Can someone tell me the path to the config of NGINX Home Assistant SSL proxy.
So you can do what you’re trying to do. The customize options allow you to extend the nginx config file with your own config.
That being said, if you want to to use a reverse proxy addon as your LAN reverse proxy for many services and not just HA I would suggest taking a look at the nginx proxy manager addon in the community add-ons repo. It has a nice UI interface that makes it really easy to create a bunch of routes. It also has built-in options for getting Let’s Encrypt certificates for each of your routes and keeping them up to date automatically.
EDIT: Oh sorry I missed that you had tried to use NPM. I mean the path to the config file is within the addon’s container. You can’t get to it. And even if you did your changes wouldn’t survive a restart of the addon. But you can inject custom pieces into it via the customize options I linked. I’m not sure why that would be more or less successful then NPM but it is an option.
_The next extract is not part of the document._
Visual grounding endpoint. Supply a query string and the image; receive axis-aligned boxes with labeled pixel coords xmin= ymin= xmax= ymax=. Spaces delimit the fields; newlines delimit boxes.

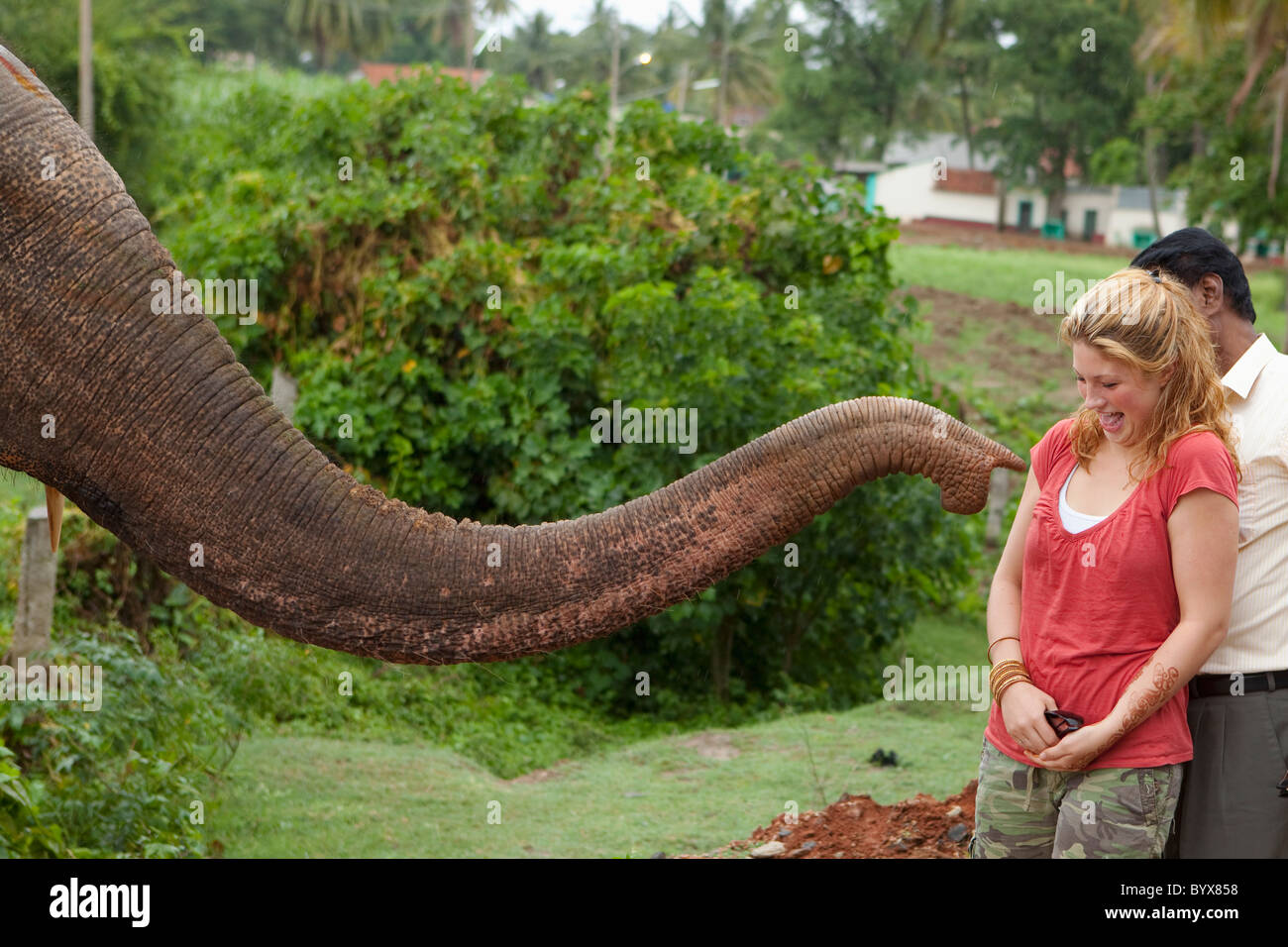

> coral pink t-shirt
xmin=984 ymin=419 xmax=1237 ymax=770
If you want to run a reverse proxy addon that gives you absolute full control over the raw config then I might suggest looking at the Caddy 2 addon. That’s what I use personally. It makes it easy to create an HA reverse proxy but it also has a “use your own caddyfile” option for complete control.
Thanks for your fast reply.
All my problems where I thought the reverse proxies are messing things up were caused by the NAS all of a sudden assigning certificates to wrong hosts. After cleaning this up everything works like expected.